阿鬼:尺寸,當人行入通道走到約真人大般大小。有些間隔可以是用多層網,對方看到投影的人形,有甚麼聲音吸引人能繼續走?

Frank:牛聲、鳥聲。

Tracy:海浪聲。

阿鬼:聲音要是單色,令到每個方向的聲音不同。

阿碧:可以以「我」,每人去創作一段聲音。

阿松:將聲音倒轉來放,給人選擇類別,有視覺、觸覺、味覺。

阿鬼:牛房有牛 – 屠牛 – 靈魂。

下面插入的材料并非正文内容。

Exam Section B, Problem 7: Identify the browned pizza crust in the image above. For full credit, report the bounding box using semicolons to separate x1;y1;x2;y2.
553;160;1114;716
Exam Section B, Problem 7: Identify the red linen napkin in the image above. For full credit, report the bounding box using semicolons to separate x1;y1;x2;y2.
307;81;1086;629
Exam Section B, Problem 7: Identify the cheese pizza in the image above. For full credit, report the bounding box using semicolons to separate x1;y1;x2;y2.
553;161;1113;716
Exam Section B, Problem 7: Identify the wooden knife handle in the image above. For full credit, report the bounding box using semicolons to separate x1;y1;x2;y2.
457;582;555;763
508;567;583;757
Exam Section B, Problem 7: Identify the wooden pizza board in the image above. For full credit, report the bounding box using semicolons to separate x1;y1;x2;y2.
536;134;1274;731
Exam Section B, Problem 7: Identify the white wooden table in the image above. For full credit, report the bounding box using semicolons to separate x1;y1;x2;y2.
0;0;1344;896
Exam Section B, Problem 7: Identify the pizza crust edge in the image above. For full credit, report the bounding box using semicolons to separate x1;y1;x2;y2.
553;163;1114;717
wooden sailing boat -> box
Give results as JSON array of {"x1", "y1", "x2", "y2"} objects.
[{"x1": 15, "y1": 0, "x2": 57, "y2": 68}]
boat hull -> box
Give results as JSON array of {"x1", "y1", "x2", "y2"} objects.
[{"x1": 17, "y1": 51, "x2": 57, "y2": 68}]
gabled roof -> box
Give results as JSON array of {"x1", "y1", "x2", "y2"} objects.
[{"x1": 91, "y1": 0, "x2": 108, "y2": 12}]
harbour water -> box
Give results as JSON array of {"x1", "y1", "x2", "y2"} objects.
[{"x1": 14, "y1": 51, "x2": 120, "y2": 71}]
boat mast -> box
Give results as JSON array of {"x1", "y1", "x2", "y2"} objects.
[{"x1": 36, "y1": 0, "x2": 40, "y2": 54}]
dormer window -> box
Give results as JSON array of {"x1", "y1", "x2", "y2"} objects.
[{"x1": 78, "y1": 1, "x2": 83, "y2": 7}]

從起初到現在想象的整個過程,我們天馬行空,我寧願你們這様也好過最初已被規限。

Dino:我看過一個錄像,有一個人拍了一個正常錄像,但將它變得很慢,慢得令人忘記了呼吸。

英元:考慮牛房這個場地的吸引性,如不吸引人來觀看,無論展覽場內的作品多好也沒有用。

阿鬼:那應否在必經的行人路中設阻礙,或是不影響路人,但被他們發現有這展覽場地。

英元:用口傳的方法會令他們知道牛房有東西看。

阿鬼:但入來後是給人們看甚麼?

阿碧:有人拿傘,幫路人遮太陽,印象中牛房出面的花園是很曬的。

英元:重量,走一步後是一塊海綿,會令到他人意識到一個重量。